Une enfance effroyable

Une miraculé. Ou plutôt, un forcené. Le béni, comme le surnomme affectueusement sa grand-mère.7 août 1989, Diane et Frank DeRozan  étaient mariés depuis 5 ans, mais malheureusement, la découverte de fibrome dans l’utérus de Diane l’empêche d’avoir un enfant. Par miracle, une bonne nouvelle arriva, et finalement Jermaine aura donc un frère. DeMar voit donc le jour et porte ce nom en l’honneur de son demi-frère ainé, Lemar, ancien footballeur universitaire abattu à 20 ans par un ami d’enfance lors d’un règlement de compte. Oui, un ami proche ! Mais à Compton, rien n’est comme ailleurs. Originaire de la banlieue de Los Angeles, la famille  DeRozan  n’a jamais eu la vie facile.
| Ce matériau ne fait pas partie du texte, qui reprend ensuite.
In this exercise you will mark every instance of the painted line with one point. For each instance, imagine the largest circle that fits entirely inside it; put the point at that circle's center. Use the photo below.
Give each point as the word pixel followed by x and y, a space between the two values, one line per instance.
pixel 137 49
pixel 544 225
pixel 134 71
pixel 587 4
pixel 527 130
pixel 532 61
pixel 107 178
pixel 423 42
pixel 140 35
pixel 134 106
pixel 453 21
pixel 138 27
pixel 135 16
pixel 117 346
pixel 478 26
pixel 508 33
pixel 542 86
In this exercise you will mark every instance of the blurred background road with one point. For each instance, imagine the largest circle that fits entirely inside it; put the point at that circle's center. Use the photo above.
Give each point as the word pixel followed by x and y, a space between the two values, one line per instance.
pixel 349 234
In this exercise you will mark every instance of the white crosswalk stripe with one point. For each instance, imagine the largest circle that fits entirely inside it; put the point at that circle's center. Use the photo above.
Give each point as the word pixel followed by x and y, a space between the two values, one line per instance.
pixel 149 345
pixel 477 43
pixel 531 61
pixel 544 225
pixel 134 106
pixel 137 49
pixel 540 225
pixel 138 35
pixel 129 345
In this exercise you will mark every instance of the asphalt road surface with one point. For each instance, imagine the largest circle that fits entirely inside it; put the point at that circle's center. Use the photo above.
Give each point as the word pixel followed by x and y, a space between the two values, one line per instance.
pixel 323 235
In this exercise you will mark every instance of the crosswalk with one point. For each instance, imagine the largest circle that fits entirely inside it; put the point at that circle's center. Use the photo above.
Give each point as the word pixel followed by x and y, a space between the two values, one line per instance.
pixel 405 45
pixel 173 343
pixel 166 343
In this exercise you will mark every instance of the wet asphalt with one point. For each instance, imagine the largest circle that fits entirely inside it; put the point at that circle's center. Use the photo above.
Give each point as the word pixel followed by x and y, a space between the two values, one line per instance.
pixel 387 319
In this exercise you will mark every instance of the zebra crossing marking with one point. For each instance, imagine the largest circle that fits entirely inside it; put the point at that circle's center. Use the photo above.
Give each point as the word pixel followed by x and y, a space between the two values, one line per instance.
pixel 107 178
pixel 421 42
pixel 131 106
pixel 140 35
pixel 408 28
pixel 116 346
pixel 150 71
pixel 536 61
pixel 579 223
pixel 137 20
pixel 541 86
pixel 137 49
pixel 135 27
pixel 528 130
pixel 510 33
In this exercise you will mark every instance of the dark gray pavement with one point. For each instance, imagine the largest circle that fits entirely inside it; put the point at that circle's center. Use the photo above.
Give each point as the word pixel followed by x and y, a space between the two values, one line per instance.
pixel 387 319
Comme sa mère, ouvrière dans une usine de thermostat,  il naît au beau milieu d’un quartier frappé de plein fouet par la violence et la délinquance. Son père, vidéographe originaire lui de Louisiane, et ancien joueur modeste de football américain chez les Chargers de San Diego, veille au grain pour le bon développement de son fiston. Bien que leur maison, dans un quartier du Sud de Los Angeles se trouve tout proche de bâtiments des forces de l’ordre, Frank n’est pas dupe et ne veut rien laisser au hasard. Il dépose lui même son enfant à l’école, avant de venir le récupérer à la sortie, lorsque sa femme ne peut pas le faire. Sa famille a trop souffert et ne connaît que trop bien les dangers de la ville. Sa famille a perdu beaucoup, beaucoup de proches dans des règlements de compte. A 4 ans, le petit DeMar perdait un oncle, le frère de sa mère, abattu par un gangster, tout proche du foyer familiale. “La moitié de ma famille était membre de gangs. Mes amis les plus proches étaient dans des gangs. J’ai perdu mes oncles et mon meilleur ami à cause de la violence des gangs. Tout ça très jeune. Très jeune. Je connaissais tous les membres de gangs. Je me souviens qu’une année ma mère a assisté à 20 enterrements” dira plus tard Compt10. Né et élevé à Compton en Californie, d’où ce surnom, DeRozan a dû surmonter l’un des quartiers les plus dangereux aux États-Unis, abritant certaines des plus grandes performances hip hop de l’histoire, mais aussi plusieurs gangs et criminels, sans aucun scrupule. Il aurait pu facilement sombrer dans les trafics, mais aussi dans la drogue ou l’alcool, comme ses meilleurs amis. Mais le soutien et l’omniprésence de ses parents lui a permis de s’en sortir, tout en menant ses rêves à bien.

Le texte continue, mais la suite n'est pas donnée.